Долохов подлетел к кровати, на ходу снимая чары Инкарцеро. Девочка едва шевелилась, когда он коснулся ее, и отрубилась сразу же, как произнесла его имя. Он сильнее сомкнул пальцы на палочке и перевел взгляд на Джагсона, который уже начал приходить в себя.
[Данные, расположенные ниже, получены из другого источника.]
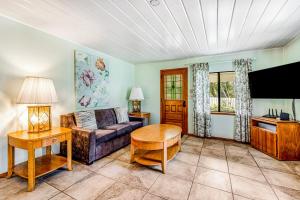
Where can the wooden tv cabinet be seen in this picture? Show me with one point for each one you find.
(282, 143)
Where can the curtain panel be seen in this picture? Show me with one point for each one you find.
(202, 118)
(243, 101)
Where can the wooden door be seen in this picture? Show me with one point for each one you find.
(174, 97)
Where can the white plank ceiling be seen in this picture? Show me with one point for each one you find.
(138, 32)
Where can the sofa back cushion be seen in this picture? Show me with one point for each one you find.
(122, 114)
(86, 119)
(105, 117)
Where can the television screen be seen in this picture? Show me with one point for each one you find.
(281, 82)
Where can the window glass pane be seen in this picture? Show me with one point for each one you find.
(173, 87)
(227, 92)
(213, 78)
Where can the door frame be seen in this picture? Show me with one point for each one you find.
(184, 71)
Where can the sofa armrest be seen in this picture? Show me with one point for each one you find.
(139, 119)
(83, 145)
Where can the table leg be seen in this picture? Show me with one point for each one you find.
(132, 150)
(69, 155)
(31, 169)
(48, 150)
(164, 157)
(11, 160)
(179, 143)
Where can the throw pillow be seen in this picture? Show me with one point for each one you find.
(122, 115)
(86, 119)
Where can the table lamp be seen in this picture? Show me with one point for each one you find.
(39, 92)
(136, 96)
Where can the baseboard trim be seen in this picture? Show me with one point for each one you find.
(218, 138)
(3, 175)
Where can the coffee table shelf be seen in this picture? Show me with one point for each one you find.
(155, 144)
(43, 165)
(152, 158)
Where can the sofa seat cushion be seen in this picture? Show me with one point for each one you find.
(135, 124)
(105, 117)
(105, 135)
(121, 129)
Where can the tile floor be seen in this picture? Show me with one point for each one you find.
(204, 169)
Никто не смеет трогать мою грязнокровку. Ублюдок за это заплатит.

– Что я тебе сказал тогда в Азкабане, Джагсон? – стальным и совершенно спокойным голосом произнес Антонин, встав в метре от сидящего на полу мужчины. – Я сказал тебе, держаться подальше от моей собственности. Но, похоже, слов ты понимаешь. Придется учить тебя действиями. Круцио!

Антонин знал, что боль, которую приносит сейчас Джагсону его Пыточное практически нестерпима, ведь он был просто в ярости. Он ненавидел этого человека каждой клеточкой своего тела и хотел, чтобы он в десятикратном размере ощутил те муки, которые наверняка испытывала его маленькая грязнокровка.

К неудовольствию Антонина, Джагсон не доставил ему радости своими длительными криками, а вырубился от болевого шока уже после третьего Круциатуса.

Так просто ты не отделаешься, мразь.

Долохов стал рисовать в воздухе руну.

– Что ты делаешь? – спросил Роули. – Надо стереть им память.

– Сотрем. Но сначала я оставлю ему маленький подарочек, – отозвался Антонин.

Закончив рисунок, он толкнул его ладонью по направлению к Джагсону, и тот осел у него на груди и растворился.

– Забвение придется накладывать тебе, я не в том состоянии, – произнес Долохов, – не смогу сейчас достаточно сконцентрироваться.

– Чем заменим воспоминания? – произнес Роули, вскинув палочку и направив ее на Селвина.